Lawton et al. [40] have proposed a supratonsillar approach to the inferior cerebellar peduncle, without the need to open the IV ventricle and perform an expanded telovelar approach. This route has been described for cavernomas, but it can be sufficient for tumoral lesions of the inferior cerebellar peduncle extending to the midline. This technique is best used with the aid of neuronavigation.

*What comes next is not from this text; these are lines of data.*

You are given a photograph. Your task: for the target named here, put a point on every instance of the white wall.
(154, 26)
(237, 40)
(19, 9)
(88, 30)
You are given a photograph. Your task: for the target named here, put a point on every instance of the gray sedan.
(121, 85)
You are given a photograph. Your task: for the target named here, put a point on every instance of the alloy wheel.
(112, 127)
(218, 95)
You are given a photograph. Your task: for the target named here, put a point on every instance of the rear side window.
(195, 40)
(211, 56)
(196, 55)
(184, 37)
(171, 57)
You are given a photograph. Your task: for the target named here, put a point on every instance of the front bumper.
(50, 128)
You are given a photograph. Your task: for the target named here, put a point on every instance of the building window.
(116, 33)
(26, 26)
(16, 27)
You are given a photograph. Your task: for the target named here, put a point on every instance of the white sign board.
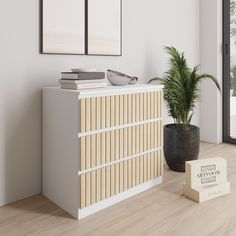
(206, 179)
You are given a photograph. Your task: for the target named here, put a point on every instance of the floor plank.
(160, 211)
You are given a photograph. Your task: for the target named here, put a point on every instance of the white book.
(83, 86)
(64, 81)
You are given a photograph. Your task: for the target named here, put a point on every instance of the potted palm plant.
(181, 92)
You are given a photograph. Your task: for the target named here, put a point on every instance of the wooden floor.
(160, 211)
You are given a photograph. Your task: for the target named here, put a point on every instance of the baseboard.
(82, 213)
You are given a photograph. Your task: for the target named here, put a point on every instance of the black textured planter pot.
(180, 144)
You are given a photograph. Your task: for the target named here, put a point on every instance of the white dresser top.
(110, 90)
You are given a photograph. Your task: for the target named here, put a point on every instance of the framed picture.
(83, 27)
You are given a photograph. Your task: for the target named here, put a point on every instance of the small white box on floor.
(206, 179)
(202, 194)
(205, 172)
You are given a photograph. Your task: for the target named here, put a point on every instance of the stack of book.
(82, 80)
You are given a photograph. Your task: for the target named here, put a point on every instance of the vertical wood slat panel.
(137, 161)
(129, 141)
(108, 147)
(149, 136)
(88, 184)
(112, 151)
(152, 134)
(117, 141)
(121, 142)
(161, 131)
(145, 137)
(82, 153)
(103, 149)
(156, 133)
(93, 149)
(98, 148)
(141, 138)
(125, 111)
(133, 139)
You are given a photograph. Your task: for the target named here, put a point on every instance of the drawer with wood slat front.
(101, 146)
(121, 144)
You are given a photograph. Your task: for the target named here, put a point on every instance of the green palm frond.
(181, 87)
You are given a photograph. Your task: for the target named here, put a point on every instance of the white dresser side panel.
(60, 149)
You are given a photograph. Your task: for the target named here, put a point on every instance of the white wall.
(211, 62)
(147, 27)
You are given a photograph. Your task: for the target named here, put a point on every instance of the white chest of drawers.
(101, 146)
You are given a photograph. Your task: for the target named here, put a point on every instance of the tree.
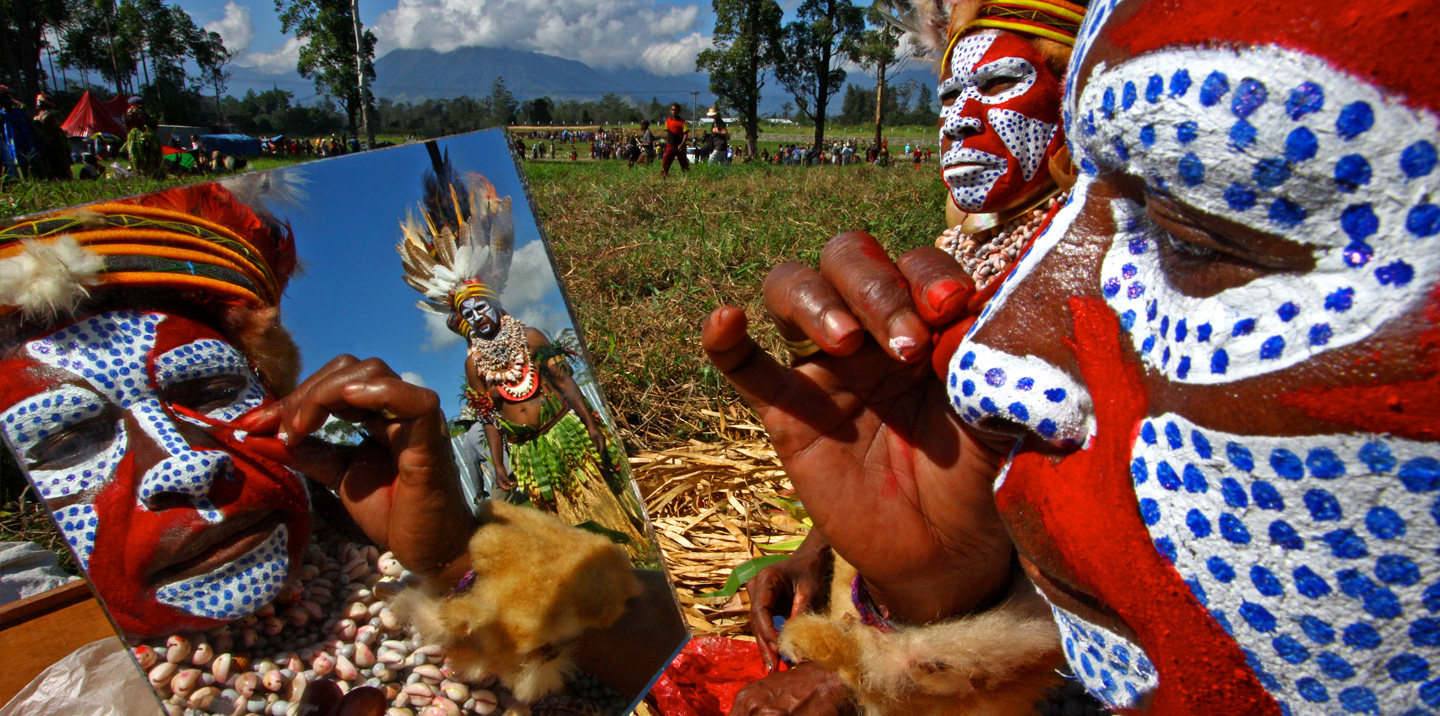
(331, 51)
(879, 54)
(22, 38)
(503, 104)
(746, 45)
(92, 39)
(815, 45)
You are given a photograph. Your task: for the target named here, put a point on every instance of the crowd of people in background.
(677, 141)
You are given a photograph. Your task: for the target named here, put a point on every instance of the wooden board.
(41, 630)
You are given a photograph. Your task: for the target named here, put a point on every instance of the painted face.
(1220, 363)
(121, 421)
(483, 316)
(998, 121)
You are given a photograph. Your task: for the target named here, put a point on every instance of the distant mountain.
(408, 75)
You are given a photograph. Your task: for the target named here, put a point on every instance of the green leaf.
(791, 545)
(619, 538)
(743, 574)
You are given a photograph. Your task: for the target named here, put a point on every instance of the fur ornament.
(49, 278)
(995, 663)
(539, 587)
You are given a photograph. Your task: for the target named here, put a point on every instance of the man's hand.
(401, 484)
(786, 588)
(866, 431)
(805, 690)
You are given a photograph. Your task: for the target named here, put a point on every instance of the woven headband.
(156, 248)
(1050, 19)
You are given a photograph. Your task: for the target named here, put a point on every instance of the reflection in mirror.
(268, 543)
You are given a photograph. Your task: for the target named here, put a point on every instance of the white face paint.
(1315, 552)
(71, 440)
(1308, 153)
(1109, 666)
(1000, 136)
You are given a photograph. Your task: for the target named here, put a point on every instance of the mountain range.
(411, 75)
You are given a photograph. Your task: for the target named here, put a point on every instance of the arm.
(565, 383)
(497, 445)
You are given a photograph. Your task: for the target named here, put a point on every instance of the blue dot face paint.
(121, 422)
(1314, 553)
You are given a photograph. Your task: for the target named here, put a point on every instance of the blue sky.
(661, 36)
(349, 296)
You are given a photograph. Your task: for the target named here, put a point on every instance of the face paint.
(1308, 153)
(1217, 530)
(121, 422)
(483, 317)
(998, 123)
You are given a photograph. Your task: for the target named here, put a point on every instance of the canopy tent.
(90, 117)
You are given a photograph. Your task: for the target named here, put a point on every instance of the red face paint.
(170, 502)
(1000, 121)
(1080, 517)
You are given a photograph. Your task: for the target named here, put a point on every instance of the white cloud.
(532, 296)
(604, 33)
(274, 62)
(674, 58)
(235, 29)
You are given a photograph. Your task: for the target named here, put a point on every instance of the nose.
(956, 126)
(1001, 392)
(185, 471)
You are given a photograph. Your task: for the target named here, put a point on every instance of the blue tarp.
(232, 144)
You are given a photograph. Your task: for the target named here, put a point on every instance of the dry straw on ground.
(707, 502)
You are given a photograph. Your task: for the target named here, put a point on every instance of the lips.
(206, 549)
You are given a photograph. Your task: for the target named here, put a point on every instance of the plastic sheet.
(98, 679)
(706, 676)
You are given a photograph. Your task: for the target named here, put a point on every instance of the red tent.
(90, 117)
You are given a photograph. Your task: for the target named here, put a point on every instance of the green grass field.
(645, 260)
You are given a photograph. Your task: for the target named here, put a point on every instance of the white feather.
(49, 277)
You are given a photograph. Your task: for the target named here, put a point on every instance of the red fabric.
(90, 117)
(706, 676)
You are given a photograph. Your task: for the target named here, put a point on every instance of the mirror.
(143, 360)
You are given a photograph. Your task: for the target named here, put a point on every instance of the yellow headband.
(1050, 19)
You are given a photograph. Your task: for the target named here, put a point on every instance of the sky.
(349, 297)
(661, 36)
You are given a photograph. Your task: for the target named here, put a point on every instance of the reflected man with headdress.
(519, 385)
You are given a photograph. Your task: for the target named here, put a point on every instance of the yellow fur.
(539, 587)
(995, 663)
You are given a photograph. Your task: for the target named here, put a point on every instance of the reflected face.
(1220, 362)
(998, 121)
(121, 421)
(483, 316)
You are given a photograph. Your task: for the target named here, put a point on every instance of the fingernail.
(942, 293)
(838, 326)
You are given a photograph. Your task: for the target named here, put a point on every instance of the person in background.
(91, 169)
(720, 141)
(677, 133)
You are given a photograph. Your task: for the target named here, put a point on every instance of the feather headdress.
(461, 242)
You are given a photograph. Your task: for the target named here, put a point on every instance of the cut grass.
(645, 260)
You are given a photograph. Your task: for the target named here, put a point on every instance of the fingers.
(939, 287)
(877, 293)
(805, 306)
(753, 373)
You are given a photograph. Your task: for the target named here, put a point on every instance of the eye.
(74, 444)
(994, 85)
(208, 394)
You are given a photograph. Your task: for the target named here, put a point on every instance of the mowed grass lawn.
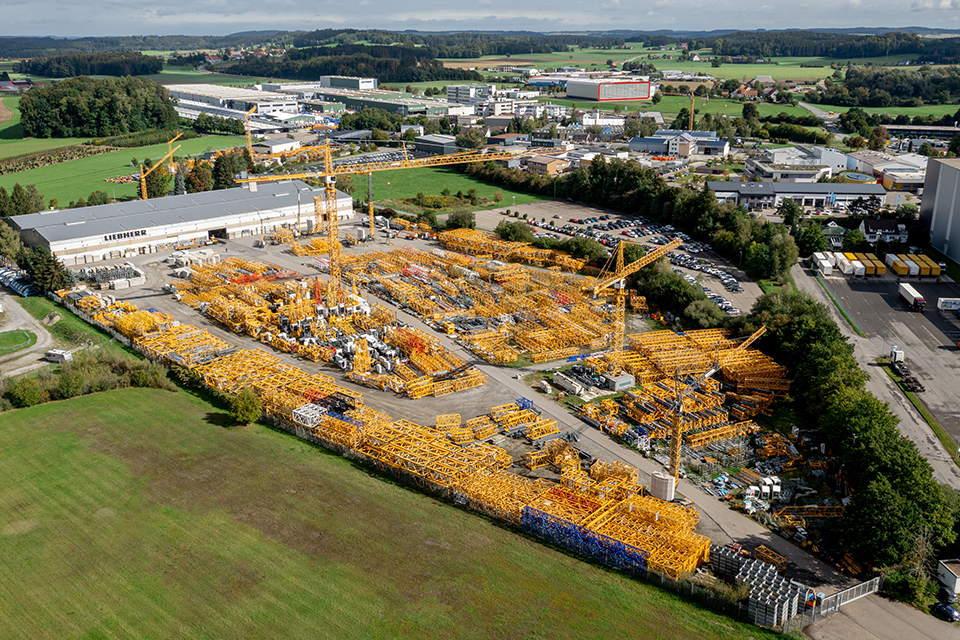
(405, 183)
(68, 181)
(119, 520)
(11, 135)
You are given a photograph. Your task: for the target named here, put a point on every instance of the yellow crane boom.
(330, 171)
(617, 281)
(676, 424)
(144, 174)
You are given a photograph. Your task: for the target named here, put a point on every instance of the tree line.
(768, 44)
(101, 63)
(388, 69)
(457, 45)
(82, 107)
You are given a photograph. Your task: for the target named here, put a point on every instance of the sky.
(220, 17)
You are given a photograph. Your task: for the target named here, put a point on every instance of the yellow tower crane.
(144, 174)
(676, 423)
(246, 130)
(330, 171)
(616, 280)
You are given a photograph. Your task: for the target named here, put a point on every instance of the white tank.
(662, 486)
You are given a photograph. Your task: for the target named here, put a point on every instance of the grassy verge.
(78, 178)
(71, 331)
(945, 439)
(16, 340)
(853, 325)
(180, 527)
(406, 183)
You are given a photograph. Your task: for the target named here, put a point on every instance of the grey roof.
(436, 138)
(68, 224)
(812, 188)
(743, 188)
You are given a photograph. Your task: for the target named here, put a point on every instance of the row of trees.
(411, 68)
(84, 107)
(764, 250)
(106, 63)
(455, 45)
(895, 496)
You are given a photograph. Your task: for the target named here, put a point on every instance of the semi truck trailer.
(914, 299)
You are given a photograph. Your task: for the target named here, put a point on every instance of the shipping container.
(921, 265)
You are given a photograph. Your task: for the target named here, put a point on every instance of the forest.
(105, 63)
(458, 45)
(84, 107)
(782, 44)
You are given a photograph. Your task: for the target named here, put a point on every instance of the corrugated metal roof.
(120, 217)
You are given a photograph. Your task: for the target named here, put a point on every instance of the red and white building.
(610, 89)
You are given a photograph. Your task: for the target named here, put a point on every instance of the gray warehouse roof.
(812, 188)
(69, 224)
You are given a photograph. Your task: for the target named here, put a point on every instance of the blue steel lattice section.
(589, 543)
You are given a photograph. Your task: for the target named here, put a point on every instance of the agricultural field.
(405, 183)
(12, 142)
(587, 58)
(169, 75)
(156, 527)
(671, 105)
(78, 178)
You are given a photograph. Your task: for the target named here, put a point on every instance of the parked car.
(946, 611)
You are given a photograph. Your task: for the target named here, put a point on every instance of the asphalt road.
(867, 618)
(928, 353)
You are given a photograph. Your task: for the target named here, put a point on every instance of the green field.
(13, 341)
(122, 521)
(405, 183)
(11, 135)
(671, 105)
(169, 75)
(78, 178)
(588, 58)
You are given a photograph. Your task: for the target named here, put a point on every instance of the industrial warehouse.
(123, 229)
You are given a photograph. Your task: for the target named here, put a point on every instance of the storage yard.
(392, 354)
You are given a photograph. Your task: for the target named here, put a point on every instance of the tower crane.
(676, 423)
(616, 280)
(144, 174)
(246, 130)
(330, 171)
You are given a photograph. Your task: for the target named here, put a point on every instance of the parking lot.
(929, 339)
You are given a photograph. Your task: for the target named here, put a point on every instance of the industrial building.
(115, 231)
(940, 207)
(667, 142)
(609, 89)
(765, 195)
(233, 98)
(435, 144)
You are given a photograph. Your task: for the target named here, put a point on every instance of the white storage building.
(115, 231)
(610, 89)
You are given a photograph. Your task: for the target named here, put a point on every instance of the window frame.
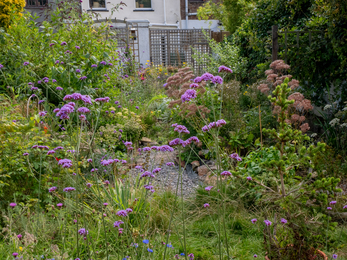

Therefore, for the pons, we have the following “safe zones”: supratrigeminal, peritrigeminal, suprafacial, infrafacial, interfacial, and through the lateral sulcus limitans.
Medulla
The medulla is the most caudal portion of the brain stem, and it is separated from the pons by the bulbopontine sulcus (Fig. 19). The inferior limit of the medulla is the pyramidal decussation and foramen magnum in the ventral surface. The posterior surface is the obex. It receives blood supply from the vertebral artery and branches of the anterior spinal artery. The anterolateral perforating arteries perfuse the pyramidal tract and the inferior olivary nuclei. The lateral arteries are branches of the posteoinferior cerebellar artery (P.I.C.A.), anteroinferior cerebellar artery (A.I.C.A.), and vertebral and basilar arteries, and they perfuse the inferior cerebellar peduncle, the spinothalamic tract, spinocerebellar tract, spinal trigeminal nucleus, central reticular formation, dorsal motor nucleus of the vagus, nucleus and tractus solitarius, and the hypoglossal, vestibular, cochlear, cuneate and ambiguous nuclei. The gracile and cuneate nuclei, area postrema, and vagal, solitary, and medial vestibular nucleus are supplied by these branches [55].
Anterior medulla
The medulla is perhaps the most difficult structure to be approached, due to the high density of nuclei located therein, the cranial nerve pairs from IX to XII. Lesions located in the anterior portion of the medulla are accessed via a far-lateral approach. This approach was initially described by Heros [27] and by George et al. [21] among approaches to the craniovertebral junction. There are many variations of approaches according to the part of condyle to be removed: transcondylar, supracondylar, and paracondylar exposure [56]. In children, it is possible to access the anterior portion of the medulla without removing the condyles (Fig. 20). The section of the dentate ligament next to the entry of the vertebral artery facilitates mobility of the medulla, and so the lateral access becomes easier, as it avoids opening the condyle. Access to the brainstem may be anterior to the olive, posterior to the olive, or sometimes through the olivary body, preferably in the postero-olivary sulcus (Figs. 20 and 21). It is possible to enter the medulla via the anterolateral sulcus. This entry zone is along the pre-olivary sulcus, between the caudal hypoglossal and the rostral C1 rootlets. It lies very near the pyramidal tract, next to its decussation, and should be used only for exophytic lesions [9]. The retro-olivary sulcus is a safe entry area. According to Recalde et al. [53], the olivary body offers a surgical space of approximately 13.5 mm in the craniocaudal axis, 7 mm in the transverse axis, and 2.5 mm in the anterodorsal axis. The entry zone is through the post-olivary sulcus located between the olive and the inferior cerebellar peduncle ventral to the glossopharyngeal and vagus rootlets [53].
Posterior medulla
Intrinsic lesions in the posterior part of the medulla are difficult to approach due to the huge quantity of nuclei in that region. On the other hand, most of lesions therein have an exophytic component, which facilitates the access. These tumors are called cervico-medullary. Medullary lesions inferior to the obex may be accessed via the midline through the posterior median sulcus, as are the intramedullary lesions.
In the intraoperative period, severe vegetative alterations may occur, such as hypertension and tachycardia in the case of medullary lesions on the right side and bradycardia for medullary lesions on the left side.